Les 3 écrivains au GP3R
Chez Thérèse Thibodeau Châteauneuf
Il y avait belle lurette que Pierre et moi n’avions pas été invités à un Grand Prix. En ce qui me concerne, la dernière fois remontait à l’automne 2006, alors que j’étais finaliste pour le Prix Clément-Morin. Cette fois-ci, ce n’est pas grâce à nos talents respectifs que nous nous sommes retrouvés près de la scène (ou sur la scène), mais bien parce que ma maman, Thérèse, nous a proposé des billets de faveur nous donnant accès à une estrade située tout juste en face de la ligne des départs du Grand Prix de Trois-Rivières 2007.
Thérèse, comme je l’ai déjà dit dans un précédent article, habite dans une résidence pour personnes du troisième âge. Et le bâtiment en question, Les Terrasses Dominicaines, se trouve coincé en plein centre du circuit de course (un des rares circuits urbains en Amérique du Nord) pendant les trois jours des compétitions. C’est pourquoi les organisateurs de l’événement offrent des billets de faveur à la cinquantaine de résidents, victimes ce week-end-là de la claustration (ils sont véritablement entourés de murs de fortune, comme dans les Territoires occupés, et il ne leur est plus possible de sortir ou d’entrer librement) et du bruit assourdissant des moteurs.
Bref, Pierre et moi avions accepté l’offre de ma maman d’assister dimanche dernier à quelques courses prévues cette journée-là. Pour ce faire, nous devions nous rendre très tôt le matin à l’entrée des fournisseurs, pour pénétrer dans les Territoires occupés avant la fermeture définitive des barrières. Or, pas de sortie abusive au bar LE TEMPLE la veille, car nous avions rendez-vous chez Thérèse, dès 7 heures, pour le petit-déjeuner.
Nous avons passé sans encombres et sans fouilles rectales le poste de contrôle, de sorte que nous étions attablés à l’appartement quand le signal de la première course fut donné.
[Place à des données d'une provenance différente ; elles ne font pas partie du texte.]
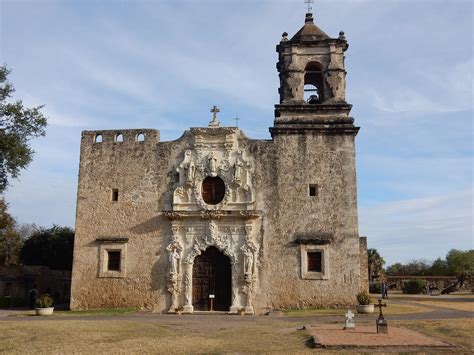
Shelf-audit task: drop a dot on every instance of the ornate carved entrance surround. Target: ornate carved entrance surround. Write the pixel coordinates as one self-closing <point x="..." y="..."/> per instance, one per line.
<point x="230" y="224"/>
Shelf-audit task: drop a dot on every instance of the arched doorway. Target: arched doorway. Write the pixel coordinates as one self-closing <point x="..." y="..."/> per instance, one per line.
<point x="212" y="276"/>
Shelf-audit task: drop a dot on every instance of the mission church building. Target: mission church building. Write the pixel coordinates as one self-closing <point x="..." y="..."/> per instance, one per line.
<point x="217" y="221"/>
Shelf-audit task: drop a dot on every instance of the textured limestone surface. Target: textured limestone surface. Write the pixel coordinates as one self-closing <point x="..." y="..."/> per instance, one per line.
<point x="144" y="173"/>
<point x="282" y="211"/>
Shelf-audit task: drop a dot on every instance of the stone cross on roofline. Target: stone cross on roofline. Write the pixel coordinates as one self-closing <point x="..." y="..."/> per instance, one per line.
<point x="215" y="121"/>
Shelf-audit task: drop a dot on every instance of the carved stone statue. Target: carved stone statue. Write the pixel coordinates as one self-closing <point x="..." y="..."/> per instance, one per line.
<point x="173" y="260"/>
<point x="238" y="170"/>
<point x="189" y="172"/>
<point x="248" y="262"/>
<point x="212" y="159"/>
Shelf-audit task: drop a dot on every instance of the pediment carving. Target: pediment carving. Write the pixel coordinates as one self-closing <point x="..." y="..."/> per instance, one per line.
<point x="214" y="153"/>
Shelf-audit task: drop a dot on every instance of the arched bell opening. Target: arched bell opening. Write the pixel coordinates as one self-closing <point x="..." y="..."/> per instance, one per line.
<point x="212" y="280"/>
<point x="313" y="83"/>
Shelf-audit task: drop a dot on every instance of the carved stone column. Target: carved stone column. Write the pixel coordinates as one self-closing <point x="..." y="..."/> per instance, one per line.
<point x="188" y="289"/>
<point x="234" y="308"/>
<point x="250" y="251"/>
<point x="174" y="249"/>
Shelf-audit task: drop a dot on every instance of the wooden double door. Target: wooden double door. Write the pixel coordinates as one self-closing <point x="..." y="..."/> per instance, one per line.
<point x="212" y="275"/>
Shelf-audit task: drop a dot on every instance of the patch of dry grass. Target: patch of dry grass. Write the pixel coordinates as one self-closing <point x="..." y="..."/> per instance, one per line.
<point x="460" y="306"/>
<point x="390" y="310"/>
<point x="454" y="331"/>
<point x="115" y="336"/>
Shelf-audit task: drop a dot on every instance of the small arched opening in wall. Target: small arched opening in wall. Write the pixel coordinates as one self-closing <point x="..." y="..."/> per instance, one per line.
<point x="213" y="190"/>
<point x="313" y="83"/>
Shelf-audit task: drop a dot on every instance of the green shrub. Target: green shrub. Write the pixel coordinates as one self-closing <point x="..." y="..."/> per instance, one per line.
<point x="375" y="287"/>
<point x="7" y="302"/>
<point x="44" y="301"/>
<point x="363" y="298"/>
<point x="18" y="302"/>
<point x="413" y="287"/>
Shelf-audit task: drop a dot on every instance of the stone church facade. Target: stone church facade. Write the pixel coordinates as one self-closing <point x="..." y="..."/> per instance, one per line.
<point x="217" y="221"/>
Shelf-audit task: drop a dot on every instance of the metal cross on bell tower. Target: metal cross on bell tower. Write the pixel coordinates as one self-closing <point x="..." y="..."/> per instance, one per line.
<point x="215" y="122"/>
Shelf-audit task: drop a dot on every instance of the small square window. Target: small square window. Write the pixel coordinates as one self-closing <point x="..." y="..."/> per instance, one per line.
<point x="115" y="195"/>
<point x="113" y="260"/>
<point x="315" y="261"/>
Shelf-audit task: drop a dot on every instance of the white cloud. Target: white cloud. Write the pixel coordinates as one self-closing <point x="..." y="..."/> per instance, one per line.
<point x="423" y="228"/>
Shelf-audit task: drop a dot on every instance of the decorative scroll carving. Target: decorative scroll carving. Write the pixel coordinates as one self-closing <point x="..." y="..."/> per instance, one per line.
<point x="211" y="238"/>
<point x="218" y="159"/>
<point x="213" y="152"/>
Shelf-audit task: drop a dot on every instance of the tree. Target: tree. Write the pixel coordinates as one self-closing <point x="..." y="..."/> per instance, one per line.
<point x="461" y="264"/>
<point x="51" y="247"/>
<point x="10" y="240"/>
<point x="375" y="262"/>
<point x="439" y="268"/>
<point x="18" y="125"/>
Repas gargantuesque, bien sûr, à l’instar de tous les festins de mères, soucieuses, on le sait, de toujours recevoir princièrement, comme au Château Montebello.
Le repas s’est déroulé normalement jusqu’au septième couvert. C’est à ce moment-là que ma maman a figé devant sa cuisinière en s’écriant :
- Bonté divine! Je n’ai plus de patates brunes pour accompagner votre rôtie de lard!
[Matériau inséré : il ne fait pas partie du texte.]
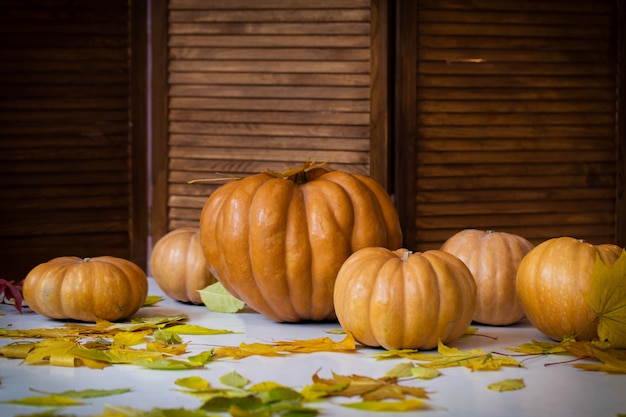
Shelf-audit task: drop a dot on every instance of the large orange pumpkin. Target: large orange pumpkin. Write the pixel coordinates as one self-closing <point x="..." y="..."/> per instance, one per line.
<point x="69" y="287"/>
<point x="178" y="266"/>
<point x="551" y="280"/>
<point x="277" y="241"/>
<point x="404" y="300"/>
<point x="493" y="258"/>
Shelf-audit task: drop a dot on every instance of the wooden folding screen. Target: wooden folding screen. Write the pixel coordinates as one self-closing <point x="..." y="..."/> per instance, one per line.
<point x="242" y="86"/>
<point x="507" y="119"/>
<point x="72" y="141"/>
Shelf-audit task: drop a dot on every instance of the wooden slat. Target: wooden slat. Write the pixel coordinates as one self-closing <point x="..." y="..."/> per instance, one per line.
<point x="259" y="85"/>
<point x="516" y="105"/>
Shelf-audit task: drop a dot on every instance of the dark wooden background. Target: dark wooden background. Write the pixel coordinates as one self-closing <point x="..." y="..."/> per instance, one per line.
<point x="494" y="114"/>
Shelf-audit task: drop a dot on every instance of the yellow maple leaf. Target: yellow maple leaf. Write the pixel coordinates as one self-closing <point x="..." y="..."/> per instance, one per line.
<point x="475" y="359"/>
<point x="608" y="299"/>
<point x="322" y="344"/>
<point x="368" y="388"/>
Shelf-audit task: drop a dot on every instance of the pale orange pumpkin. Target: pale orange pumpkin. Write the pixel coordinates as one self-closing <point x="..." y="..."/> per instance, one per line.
<point x="493" y="258"/>
<point x="178" y="265"/>
<point x="404" y="300"/>
<point x="551" y="280"/>
<point x="69" y="287"/>
<point x="277" y="241"/>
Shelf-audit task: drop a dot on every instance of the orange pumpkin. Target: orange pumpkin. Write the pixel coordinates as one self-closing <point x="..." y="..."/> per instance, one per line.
<point x="493" y="258"/>
<point x="403" y="300"/>
<point x="551" y="280"/>
<point x="178" y="266"/>
<point x="277" y="241"/>
<point x="69" y="287"/>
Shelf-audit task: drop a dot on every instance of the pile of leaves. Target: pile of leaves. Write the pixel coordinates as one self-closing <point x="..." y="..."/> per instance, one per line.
<point x="156" y="343"/>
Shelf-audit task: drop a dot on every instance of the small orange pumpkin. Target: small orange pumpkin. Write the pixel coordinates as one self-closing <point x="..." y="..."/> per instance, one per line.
<point x="404" y="300"/>
<point x="178" y="265"/>
<point x="277" y="240"/>
<point x="551" y="280"/>
<point x="493" y="258"/>
<point x="69" y="287"/>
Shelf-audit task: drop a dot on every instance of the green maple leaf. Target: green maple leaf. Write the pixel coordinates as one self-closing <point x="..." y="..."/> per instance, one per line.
<point x="608" y="299"/>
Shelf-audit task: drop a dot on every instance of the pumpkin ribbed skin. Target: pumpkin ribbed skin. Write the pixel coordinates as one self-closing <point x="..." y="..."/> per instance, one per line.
<point x="551" y="280"/>
<point x="178" y="266"/>
<point x="403" y="300"/>
<point x="277" y="243"/>
<point x="69" y="287"/>
<point x="493" y="258"/>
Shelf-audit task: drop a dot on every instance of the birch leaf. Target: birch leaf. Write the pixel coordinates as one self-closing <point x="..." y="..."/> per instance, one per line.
<point x="196" y="330"/>
<point x="194" y="383"/>
<point x="216" y="298"/>
<point x="130" y="338"/>
<point x="86" y="393"/>
<point x="507" y="385"/>
<point x="608" y="299"/>
<point x="124" y="411"/>
<point x="370" y="389"/>
<point x="538" y="347"/>
<point x="151" y="300"/>
<point x="423" y="372"/>
<point x="45" y="401"/>
<point x="167" y="364"/>
<point x="233" y="379"/>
- C’est pas grave, môman, suis-je aussitôt intervenu pour éviter ce que j’appréhendais, on est déjà plein comme des ciboires avant la communion!
Rien à faire : tel l’ouragan Dean, Thérèse a saisi les clefs de sa Suzuki et a quitté précipitamment l’appart pour se rendre à l’épicerie. Alors que les véhicules de la course Mazda SCCA MX-5 Cup effectuaient leurs tours de réchauffement sur la piste! Et pas moyen de rattraper Thérèse dans le couloir pour la dissuader : nous étions lents comme des obèses morbides en phase terminale.
Dépassés et inquiets, il ne nous restait plus qu’à nous rendre au plus vite à notre estrade, à titre de spectateurs impuissants, et d’assister aux manœuvres de notre hôte. Pour sauver du temps, nous n’avons pas utilisé la passerelle piétonnière, préférant traverser sur la piste. Alors que le peloton de tête entamait le premier tour! Heureusement pour nous, deux gentilles brigadières scolaires ont ralenti le trafic afin que nous puissions nous rendre à bon port.
Cela a permis à ma mère, qui cherchait désespérément une sortie, de se loger parmi les dix premières Mazda.
Une fois assis dans l’estrade, nous avons assisté à tout un spectacle. Ma maman, au volant de sa Suzuki, a effectué une série de dépassements plus que téméraires, n’hésitant pas d’ailleurs à percuter ses frêles compétiteurs.
Mon voisin m’a demandé qui était la fantastique conductrice de la familiale. «C’est Thérèse» ai-je répondu, non sans fierté. Et la rumeur a circulé avec plus de célérité que la course elle-même. Après quelques tours, des dizaines de milliers de spectateurs étaient debout dans les estrades et scandaient en chœur «Thérèse! Thérèse!» Il est vrai qu’elle venait de prendre la première position, laquelle elle a conservée jusqu’à ce qu’elle remporte la course avec une minute 7 secondes d’avance sur la deuxième voiture.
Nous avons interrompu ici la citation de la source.